Le texte de l’Offertoire est tiré du psaume 16, prière du juste, celui qui accomplit fidèlement la volonté de Dieu et fait valoir cette qualité pour obtenir d’être exaucé. En ce temps de la Septuagésime, même si nous nous efforçons d’être fidèles, nous prenons conscience de la fragilité de notre démarche et demandons au Seigneur qu’il nous soutienne dans cette voie.

Pérfice gressus meos in sémitis tuis, ut non moveántur vestígia mea
Affermissez mes pas dans vos sentiers afin que ma démarche ne soit pas ébranlée.

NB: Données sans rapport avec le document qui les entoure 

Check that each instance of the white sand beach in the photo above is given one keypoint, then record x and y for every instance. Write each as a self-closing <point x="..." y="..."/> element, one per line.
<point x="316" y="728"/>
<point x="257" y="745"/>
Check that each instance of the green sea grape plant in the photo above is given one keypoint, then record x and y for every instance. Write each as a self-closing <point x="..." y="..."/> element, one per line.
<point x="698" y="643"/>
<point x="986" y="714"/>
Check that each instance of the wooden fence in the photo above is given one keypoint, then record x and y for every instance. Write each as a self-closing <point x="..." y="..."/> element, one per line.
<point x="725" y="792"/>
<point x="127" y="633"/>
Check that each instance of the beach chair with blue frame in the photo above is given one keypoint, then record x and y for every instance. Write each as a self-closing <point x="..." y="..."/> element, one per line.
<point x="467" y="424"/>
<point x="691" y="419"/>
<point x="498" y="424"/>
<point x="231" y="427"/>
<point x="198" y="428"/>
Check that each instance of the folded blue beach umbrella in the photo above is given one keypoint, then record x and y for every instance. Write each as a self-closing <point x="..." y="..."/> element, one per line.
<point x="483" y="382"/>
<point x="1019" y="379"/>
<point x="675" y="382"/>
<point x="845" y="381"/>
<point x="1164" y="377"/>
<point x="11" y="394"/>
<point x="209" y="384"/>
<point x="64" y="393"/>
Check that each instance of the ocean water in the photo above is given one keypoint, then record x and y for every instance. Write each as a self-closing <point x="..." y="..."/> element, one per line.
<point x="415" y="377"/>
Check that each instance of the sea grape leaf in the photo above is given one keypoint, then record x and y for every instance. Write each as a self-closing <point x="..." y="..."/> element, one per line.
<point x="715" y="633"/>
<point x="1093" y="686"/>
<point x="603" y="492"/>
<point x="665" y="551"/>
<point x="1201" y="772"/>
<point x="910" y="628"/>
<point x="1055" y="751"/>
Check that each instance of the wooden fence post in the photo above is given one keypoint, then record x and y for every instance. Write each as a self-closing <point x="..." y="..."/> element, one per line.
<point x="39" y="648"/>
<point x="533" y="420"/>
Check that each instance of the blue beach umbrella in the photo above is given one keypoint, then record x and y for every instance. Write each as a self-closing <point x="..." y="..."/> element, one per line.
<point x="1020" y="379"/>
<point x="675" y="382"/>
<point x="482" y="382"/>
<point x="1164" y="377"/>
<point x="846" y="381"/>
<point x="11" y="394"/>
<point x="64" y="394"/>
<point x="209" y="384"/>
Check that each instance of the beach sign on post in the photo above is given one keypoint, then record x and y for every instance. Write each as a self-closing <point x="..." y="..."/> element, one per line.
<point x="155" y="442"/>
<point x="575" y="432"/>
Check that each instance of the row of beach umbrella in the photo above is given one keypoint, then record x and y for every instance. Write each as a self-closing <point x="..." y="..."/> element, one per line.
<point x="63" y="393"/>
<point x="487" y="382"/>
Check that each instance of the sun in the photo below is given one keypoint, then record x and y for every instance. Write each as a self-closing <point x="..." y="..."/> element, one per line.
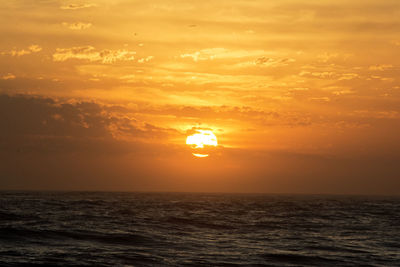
<point x="200" y="140"/>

Inclína aurem tuam, et exáudi verba mea : mirífica misericórdias tuas, qui salvos facis sperántes in te, Dómine.

Cette demande s’exprime par une mélodie très calme et contemplative, comme c’est souvent le cas des Offertoires, avec de nombreuses notes longues qui lui donnent un certain caractère d’immobilité marquant l’assurance du juste dans l’observation de la Loi de Dieu, mais elle est en même temps très expressive avec des accents bien soulignés.

► Communion : Introíbo

Comme l’Offertoire, l’antienne de Communion du dimanche de la Sexagésime est une prière personnelle, et non seulement on n’y retrouve pas la supplication et l’angoisse des premières pièces de la messe, mais cette petite antienne est même plutôt joyeuse. Le texte est bien connu puisqu’il est tiré du psaume 42 que le prêtre récite au début de la messe.

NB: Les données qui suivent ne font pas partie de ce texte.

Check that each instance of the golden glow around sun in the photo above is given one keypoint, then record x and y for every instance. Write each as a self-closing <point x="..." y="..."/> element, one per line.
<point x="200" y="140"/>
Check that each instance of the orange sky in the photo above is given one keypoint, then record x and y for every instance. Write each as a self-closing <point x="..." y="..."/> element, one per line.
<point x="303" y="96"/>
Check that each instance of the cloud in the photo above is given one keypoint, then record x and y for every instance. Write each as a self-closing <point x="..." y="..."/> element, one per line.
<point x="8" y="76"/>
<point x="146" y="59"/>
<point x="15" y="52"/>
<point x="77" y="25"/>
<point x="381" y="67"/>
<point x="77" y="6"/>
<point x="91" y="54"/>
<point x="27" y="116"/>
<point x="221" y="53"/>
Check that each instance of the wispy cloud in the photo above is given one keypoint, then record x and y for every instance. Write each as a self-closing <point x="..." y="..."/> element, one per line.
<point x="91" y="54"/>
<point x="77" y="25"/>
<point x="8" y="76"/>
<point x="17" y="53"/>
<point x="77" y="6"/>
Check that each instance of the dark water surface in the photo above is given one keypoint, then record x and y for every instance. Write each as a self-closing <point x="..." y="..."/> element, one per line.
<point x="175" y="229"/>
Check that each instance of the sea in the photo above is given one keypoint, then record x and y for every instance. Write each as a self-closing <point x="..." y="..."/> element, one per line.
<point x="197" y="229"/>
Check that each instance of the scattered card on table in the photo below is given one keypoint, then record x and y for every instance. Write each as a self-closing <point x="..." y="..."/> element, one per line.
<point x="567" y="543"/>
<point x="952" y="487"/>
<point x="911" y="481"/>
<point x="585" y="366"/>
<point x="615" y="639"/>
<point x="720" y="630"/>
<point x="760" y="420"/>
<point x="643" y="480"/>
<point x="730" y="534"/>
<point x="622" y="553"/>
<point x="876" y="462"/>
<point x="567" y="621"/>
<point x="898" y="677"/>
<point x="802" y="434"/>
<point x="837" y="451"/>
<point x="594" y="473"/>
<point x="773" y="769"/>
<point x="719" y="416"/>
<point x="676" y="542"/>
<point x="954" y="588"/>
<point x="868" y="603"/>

Introíbo ad altáre Dei, ad Deum qui lætíficat juventútem meam.
Je m’avancerai vers l’autel de Dieu, vers Dieu qui réjouit ma jeunesse.

Cependant, il ne faut pas s’y tromper, ce psaume 42, qui n’est d’ailleurs que la suite du psaume 41, est la prière d’un malheureux exilé au milieu d’un peuple impie. Il se souvient de Jérusalem et des magnifiques cérémonies du Temple qui faisaient sa joie dans sa jeunesse, et il aspire à les retrouver. De même en ce temps de la Septuagésime, et de façon générale au milieu du monde impie où nous nous trouvons, et du péché qui nous enserre, nous aspirons à retrouver la jeunesse spirituelle dans la patrie céleste. C’est cet espoir qu’exprime la mélodie de cette antienne, joyeuse et affirmative. Ainsi s’achève la belle progression des chants de ce dimanche, depuis les appels angoissés de l’Introït jusqu’à la confiance et l’espérance finale.